In C and C++, you will have to worry about endianness in low level network code. Typically the serialization and deserialization code will call a function or macro that adjusts the endianness - reversing it on little endian machines, doing nothing on big endian machines - when working with multibyte data types.
The first place where the network vs native byte order matters is in creating sockets and specifying the IP address and port number. Those must be in the correct order or you will not end up talking to the correct computer, or you'll end up talking to the incorrect port on the correct computer if you mapped the IP address but not the port number.
The onus is on the programmer to get the addresses in the correct order. There are functions like htonl()
that convert from host (h
) to network (n
) order; l
indicates 'long' meaning '4 bytes'; s
indicates 'short' meaning '2 bytes' (the names date from an era before 64-bit systems).
The other time it matters is if you are transferring binary data between two computers, either via a network connection correctly set up over a socket, or via a file. With single-byte code sets (SBCS), or UTF-8, you don't have problems with textual data. With multi-byte code sets (MBCS), or UTF-16LE vs UTF-16BE, or UTF-32, you have to worry about the byte order within characters, but the characters will appear one after the other. If you ship a 32-bit integer as 32-bits of data, the receiving end needs to know whether the first byte is the MSB (most significant byte — for big-endian) or the LSB (least significant byte — for little-endian) of the 32-bit quantity. Similarly with 16-bit integers, or 64-bit integers. With floating point, you could run into the additional problem that different computers could use different formats for the floating point, independently of the endianness issue.

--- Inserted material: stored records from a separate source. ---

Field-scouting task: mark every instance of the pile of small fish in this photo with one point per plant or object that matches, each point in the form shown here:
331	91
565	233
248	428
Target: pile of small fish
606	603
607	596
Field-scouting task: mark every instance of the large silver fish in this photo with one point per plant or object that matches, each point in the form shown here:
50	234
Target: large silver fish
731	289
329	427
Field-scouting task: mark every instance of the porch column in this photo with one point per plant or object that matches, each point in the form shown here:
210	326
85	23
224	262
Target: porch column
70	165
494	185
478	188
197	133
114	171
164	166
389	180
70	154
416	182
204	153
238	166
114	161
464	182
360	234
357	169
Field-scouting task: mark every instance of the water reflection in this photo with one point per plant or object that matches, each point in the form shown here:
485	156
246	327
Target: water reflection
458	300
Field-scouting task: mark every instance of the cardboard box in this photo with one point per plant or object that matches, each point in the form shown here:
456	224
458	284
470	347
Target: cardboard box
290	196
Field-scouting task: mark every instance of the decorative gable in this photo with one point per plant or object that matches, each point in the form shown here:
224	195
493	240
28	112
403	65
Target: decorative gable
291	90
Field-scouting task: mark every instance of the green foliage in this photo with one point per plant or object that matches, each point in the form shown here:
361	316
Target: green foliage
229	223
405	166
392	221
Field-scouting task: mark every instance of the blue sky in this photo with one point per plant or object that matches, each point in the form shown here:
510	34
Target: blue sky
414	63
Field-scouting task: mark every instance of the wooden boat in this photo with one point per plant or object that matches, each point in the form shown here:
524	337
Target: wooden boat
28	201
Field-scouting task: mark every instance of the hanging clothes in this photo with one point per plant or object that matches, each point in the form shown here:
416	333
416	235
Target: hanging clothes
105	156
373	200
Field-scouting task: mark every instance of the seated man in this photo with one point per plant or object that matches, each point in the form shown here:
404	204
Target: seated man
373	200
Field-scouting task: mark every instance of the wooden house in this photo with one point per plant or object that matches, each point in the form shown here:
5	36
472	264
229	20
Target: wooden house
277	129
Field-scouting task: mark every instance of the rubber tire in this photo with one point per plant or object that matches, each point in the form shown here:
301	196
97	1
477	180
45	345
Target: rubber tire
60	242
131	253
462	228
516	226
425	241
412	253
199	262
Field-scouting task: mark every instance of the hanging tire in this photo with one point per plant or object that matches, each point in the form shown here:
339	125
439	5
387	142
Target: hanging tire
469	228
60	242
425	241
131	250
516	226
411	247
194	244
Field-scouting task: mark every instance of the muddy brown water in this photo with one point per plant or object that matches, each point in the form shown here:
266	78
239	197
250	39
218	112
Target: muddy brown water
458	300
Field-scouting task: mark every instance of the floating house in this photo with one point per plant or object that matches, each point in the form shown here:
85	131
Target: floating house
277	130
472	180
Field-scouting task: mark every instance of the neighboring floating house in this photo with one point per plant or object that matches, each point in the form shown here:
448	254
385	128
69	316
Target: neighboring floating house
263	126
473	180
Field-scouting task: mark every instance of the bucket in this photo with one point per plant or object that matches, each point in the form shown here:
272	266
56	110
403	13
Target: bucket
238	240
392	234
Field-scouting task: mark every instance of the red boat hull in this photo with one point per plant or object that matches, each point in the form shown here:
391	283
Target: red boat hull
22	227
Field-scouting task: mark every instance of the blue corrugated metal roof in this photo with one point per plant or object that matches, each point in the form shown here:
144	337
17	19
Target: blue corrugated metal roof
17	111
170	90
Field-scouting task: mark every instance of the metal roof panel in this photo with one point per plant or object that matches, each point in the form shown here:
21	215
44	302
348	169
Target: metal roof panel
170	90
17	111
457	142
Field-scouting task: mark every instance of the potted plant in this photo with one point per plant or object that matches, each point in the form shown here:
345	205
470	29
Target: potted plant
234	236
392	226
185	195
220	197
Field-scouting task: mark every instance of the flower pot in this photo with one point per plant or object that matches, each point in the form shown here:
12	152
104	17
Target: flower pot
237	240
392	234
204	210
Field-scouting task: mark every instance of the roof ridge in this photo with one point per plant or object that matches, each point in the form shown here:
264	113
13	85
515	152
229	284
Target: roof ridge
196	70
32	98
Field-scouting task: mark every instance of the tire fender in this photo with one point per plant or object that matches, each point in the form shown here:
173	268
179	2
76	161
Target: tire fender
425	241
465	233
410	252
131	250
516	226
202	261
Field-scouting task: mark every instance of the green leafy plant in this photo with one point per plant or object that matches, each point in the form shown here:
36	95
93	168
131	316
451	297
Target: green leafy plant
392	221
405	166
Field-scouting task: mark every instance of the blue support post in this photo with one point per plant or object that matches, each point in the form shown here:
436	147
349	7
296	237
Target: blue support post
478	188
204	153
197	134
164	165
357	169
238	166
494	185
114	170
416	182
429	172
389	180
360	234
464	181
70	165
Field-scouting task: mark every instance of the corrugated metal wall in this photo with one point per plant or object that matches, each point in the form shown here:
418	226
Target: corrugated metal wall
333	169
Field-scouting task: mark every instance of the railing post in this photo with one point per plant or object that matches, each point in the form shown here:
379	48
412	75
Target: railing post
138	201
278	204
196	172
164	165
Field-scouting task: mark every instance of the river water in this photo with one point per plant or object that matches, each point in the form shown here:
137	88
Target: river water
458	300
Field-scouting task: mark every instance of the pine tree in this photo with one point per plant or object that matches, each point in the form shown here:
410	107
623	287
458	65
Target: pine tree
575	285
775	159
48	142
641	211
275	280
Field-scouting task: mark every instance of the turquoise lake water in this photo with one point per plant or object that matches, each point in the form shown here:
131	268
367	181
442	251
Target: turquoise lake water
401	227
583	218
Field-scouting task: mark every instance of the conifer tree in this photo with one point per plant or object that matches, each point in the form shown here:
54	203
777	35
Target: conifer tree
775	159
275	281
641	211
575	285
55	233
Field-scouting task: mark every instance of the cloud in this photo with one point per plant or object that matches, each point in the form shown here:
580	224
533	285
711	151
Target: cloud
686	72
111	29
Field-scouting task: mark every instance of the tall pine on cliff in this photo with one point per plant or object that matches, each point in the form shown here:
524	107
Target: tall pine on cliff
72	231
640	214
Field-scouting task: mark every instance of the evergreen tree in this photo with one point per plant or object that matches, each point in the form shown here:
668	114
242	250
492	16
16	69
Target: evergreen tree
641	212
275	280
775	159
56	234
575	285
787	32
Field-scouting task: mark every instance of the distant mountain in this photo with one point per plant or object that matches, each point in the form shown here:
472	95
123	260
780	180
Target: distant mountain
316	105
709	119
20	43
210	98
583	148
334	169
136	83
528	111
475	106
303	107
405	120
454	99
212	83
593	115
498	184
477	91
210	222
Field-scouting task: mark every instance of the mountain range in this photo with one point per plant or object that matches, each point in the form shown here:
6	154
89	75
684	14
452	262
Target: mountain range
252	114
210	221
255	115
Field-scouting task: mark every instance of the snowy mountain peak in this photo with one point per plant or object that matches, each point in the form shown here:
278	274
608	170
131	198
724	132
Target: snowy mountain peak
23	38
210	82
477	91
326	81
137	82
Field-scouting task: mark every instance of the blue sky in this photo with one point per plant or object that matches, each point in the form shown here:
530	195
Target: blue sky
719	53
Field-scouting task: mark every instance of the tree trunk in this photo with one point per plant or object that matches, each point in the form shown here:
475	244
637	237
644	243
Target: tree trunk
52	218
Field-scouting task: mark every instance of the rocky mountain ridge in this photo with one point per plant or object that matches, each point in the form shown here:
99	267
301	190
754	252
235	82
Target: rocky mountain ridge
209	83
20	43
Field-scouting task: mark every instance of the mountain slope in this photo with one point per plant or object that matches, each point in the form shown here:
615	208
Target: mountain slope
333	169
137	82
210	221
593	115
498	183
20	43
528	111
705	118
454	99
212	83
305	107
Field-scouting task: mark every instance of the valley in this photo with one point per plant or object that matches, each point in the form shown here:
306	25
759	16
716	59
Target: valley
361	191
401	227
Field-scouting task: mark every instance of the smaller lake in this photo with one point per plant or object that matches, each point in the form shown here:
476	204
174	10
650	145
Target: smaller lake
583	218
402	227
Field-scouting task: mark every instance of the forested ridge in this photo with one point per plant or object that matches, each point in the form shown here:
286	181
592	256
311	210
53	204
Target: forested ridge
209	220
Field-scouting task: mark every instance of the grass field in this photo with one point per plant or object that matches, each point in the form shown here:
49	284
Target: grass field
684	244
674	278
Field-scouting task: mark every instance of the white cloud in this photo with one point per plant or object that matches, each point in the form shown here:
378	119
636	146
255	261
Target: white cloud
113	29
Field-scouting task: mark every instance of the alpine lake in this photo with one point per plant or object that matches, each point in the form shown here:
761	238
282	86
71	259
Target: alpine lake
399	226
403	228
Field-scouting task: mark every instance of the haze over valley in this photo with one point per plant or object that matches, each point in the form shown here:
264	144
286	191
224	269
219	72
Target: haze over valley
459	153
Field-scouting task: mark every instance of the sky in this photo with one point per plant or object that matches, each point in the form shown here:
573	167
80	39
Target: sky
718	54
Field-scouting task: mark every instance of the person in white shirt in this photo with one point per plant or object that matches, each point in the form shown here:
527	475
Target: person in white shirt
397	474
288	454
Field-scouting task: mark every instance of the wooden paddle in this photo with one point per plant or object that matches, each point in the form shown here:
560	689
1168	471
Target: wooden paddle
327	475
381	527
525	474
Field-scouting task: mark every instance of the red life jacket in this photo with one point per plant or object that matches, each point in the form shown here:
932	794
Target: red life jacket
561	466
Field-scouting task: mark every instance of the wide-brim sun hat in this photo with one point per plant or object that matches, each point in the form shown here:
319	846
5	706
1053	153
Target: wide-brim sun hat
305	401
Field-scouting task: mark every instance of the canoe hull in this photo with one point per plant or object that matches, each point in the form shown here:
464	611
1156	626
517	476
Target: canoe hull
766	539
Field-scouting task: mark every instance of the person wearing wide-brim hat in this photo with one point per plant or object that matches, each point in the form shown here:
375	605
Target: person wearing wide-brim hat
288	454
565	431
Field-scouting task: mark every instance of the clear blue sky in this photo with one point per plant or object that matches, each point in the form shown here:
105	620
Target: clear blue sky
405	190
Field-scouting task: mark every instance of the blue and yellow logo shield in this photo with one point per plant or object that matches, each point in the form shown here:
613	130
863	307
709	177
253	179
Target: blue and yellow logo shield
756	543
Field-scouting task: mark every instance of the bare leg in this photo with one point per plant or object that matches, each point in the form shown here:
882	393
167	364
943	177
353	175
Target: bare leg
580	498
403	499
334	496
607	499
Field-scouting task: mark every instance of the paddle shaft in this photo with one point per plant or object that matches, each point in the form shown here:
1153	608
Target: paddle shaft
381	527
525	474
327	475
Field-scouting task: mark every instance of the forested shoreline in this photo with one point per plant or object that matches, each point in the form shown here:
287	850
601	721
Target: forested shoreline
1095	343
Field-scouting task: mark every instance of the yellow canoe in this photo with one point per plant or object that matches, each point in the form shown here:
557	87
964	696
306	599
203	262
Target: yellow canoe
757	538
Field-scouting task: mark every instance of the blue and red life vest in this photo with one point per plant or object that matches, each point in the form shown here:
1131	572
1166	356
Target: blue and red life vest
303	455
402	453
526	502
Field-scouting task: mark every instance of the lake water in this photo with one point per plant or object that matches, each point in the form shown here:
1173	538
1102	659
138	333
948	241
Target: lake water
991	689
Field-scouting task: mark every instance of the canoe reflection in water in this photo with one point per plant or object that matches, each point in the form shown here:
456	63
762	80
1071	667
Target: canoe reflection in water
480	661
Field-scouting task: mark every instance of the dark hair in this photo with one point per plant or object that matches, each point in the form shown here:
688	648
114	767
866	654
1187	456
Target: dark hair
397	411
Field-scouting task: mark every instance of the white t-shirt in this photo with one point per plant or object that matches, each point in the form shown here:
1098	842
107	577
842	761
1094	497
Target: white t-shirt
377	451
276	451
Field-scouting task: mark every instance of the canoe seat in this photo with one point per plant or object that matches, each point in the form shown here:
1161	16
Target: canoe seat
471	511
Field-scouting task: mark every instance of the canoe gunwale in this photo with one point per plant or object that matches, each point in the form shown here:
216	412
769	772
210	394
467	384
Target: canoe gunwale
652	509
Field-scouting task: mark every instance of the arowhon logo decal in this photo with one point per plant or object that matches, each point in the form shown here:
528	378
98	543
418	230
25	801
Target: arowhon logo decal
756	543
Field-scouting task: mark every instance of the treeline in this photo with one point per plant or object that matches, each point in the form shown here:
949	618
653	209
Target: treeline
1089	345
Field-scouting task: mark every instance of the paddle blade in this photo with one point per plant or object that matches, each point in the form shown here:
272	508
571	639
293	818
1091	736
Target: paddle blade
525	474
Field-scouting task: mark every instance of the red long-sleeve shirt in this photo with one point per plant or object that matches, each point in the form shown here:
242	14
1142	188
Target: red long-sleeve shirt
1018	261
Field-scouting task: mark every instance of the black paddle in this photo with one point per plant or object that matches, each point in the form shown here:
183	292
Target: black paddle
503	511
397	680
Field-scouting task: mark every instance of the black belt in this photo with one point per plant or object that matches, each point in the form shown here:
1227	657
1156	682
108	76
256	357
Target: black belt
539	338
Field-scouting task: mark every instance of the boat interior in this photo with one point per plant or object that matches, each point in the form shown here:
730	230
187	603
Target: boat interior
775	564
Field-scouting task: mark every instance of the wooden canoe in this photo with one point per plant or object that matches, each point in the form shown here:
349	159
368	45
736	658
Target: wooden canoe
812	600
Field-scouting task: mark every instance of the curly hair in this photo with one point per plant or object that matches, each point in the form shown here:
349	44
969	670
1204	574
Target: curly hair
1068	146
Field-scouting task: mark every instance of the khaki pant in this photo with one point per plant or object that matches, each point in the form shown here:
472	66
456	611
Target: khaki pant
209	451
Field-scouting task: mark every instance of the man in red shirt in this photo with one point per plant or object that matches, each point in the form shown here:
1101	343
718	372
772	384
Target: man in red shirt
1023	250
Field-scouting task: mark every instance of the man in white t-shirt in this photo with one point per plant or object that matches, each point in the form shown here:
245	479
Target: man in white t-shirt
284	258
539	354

This is less of a problem than it used to be thanks to IEEE 744.
Note that IBM mainframes use EBCDIC instead of ASCII or ISO 8859-x character sets (at least by default), and the floating point format is not IEEE 744 (pre-dating that standard by a decade or more). These issues, therefore, are crucial to deal with when communicating with the mainframe. The programs at the two ends have to agree with how each end will understand the other. Some protocols define a byte order (e.g. network byte order); others define 'sender makes right' or 'receiver makes right' or 'client makes right' or 'server makes right', placing the conversion workload on different parts of the system.
One advantage of text protocols (especially those using an SBCS) is that they evade the problems of endianness — at the cost of converting text to value and back, but computation is cheap compared to even gigabit networking speeds.
Just send stuff in the correct order that the receiver can understand,
i.e. use http://www.manpagez.com/man/3/ntohl/ and their ilk.